Bernardo Sainz Gallo

Personal information
- Full name: Bernardo Sainz Gallo
- Date of birth: 15 April 1985 (age 41)
- Place of birth: Mexico City, Mexico
- Height: 1.68 m (5 ft 6 in)
- Position: Forward

Youth career
- 2001–2003: Monarcas Morelia

Senior career*
- Years: Team / Apps / (Gls)
- 2004–2007: Monarcas Morelia / 1 / (0)
- 2005: → Alacranes de Durango / 1 / (0)
- 2005: → Dorados de Sinaloa (loan) / 10 / (2)
- 2006: → Club Tijuana (loan) / 1 / (0)
- 2006: → Dorados de Sinaloa (loan) / 12 / (1)
- 2007–2008: Estudiantes Tecos / 10 / (1)
- 2008–2010: Mérida F.C. / 33 / (5)
- 2010–2012: Toros Neza / 38 / (5)
- 2012 – 2013: Puebla F.C. / 1 / (0)

= Bernardo Sainz =

Mexican footballer (born 1985)

Bernardo Sainz Gallo (born April 15, 1985) is a former Mexican footballer who last played for Pumas Morelos in the Ascenso MX.

==Career==
He began his career 2007 with Monarcas Morelia but was later sent on loan to second-division clubs Alacranes de Durango, Dorados de Sinaloa and Club Tijuana.
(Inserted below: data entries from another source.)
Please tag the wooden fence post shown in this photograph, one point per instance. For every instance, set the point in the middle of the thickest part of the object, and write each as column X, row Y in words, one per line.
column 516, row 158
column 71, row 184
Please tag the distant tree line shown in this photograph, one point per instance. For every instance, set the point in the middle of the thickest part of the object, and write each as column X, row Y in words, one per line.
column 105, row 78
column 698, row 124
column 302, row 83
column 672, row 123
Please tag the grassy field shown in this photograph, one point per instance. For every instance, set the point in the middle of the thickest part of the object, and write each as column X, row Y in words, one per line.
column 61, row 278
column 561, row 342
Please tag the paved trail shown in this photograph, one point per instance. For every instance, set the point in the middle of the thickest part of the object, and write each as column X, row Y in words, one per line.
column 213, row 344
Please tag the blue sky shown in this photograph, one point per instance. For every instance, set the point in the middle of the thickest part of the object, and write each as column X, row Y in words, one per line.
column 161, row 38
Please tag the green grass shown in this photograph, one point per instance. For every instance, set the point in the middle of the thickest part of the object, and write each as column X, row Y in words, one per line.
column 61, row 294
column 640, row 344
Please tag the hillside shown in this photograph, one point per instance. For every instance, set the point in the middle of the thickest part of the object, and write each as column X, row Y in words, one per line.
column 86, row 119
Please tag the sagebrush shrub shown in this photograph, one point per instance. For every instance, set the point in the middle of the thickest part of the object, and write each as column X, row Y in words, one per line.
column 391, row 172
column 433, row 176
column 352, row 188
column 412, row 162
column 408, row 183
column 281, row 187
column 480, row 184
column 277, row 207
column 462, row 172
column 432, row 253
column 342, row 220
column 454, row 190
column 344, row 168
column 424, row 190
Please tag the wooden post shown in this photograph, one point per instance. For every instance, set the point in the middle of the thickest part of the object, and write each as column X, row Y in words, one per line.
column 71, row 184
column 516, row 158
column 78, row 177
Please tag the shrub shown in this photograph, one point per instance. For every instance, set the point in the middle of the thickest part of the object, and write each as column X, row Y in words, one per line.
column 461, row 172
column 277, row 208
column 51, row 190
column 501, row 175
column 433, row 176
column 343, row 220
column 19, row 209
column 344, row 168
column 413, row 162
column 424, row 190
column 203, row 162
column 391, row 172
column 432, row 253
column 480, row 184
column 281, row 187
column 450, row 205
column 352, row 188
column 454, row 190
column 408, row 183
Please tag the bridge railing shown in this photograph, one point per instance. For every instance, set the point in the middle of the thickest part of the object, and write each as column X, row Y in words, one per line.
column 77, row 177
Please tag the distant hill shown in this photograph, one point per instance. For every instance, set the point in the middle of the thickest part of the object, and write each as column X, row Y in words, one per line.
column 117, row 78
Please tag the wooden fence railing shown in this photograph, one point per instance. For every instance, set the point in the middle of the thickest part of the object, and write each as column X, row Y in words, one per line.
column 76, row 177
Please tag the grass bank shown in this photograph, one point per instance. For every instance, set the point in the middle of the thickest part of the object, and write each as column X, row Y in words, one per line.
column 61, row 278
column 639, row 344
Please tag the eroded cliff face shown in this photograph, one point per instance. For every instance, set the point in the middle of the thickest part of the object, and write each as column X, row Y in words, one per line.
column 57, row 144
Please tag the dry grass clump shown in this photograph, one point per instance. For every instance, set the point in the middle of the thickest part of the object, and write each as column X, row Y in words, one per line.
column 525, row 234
In 2008, he finally managed to get consistent play in the first division with Estudiantes Tecos but was once again sent down to the inferior divisions in 2009, playing for Mérida F.C. and Toros Neza. In 2012, he was sent on loan with first division club Puebla F.C. but is mainly used in the Copa Mexico.

==Personal life==
Bernardo Sainz has 2 brothers and one sister Inés Sainz who is a famous Mexican sport journalist.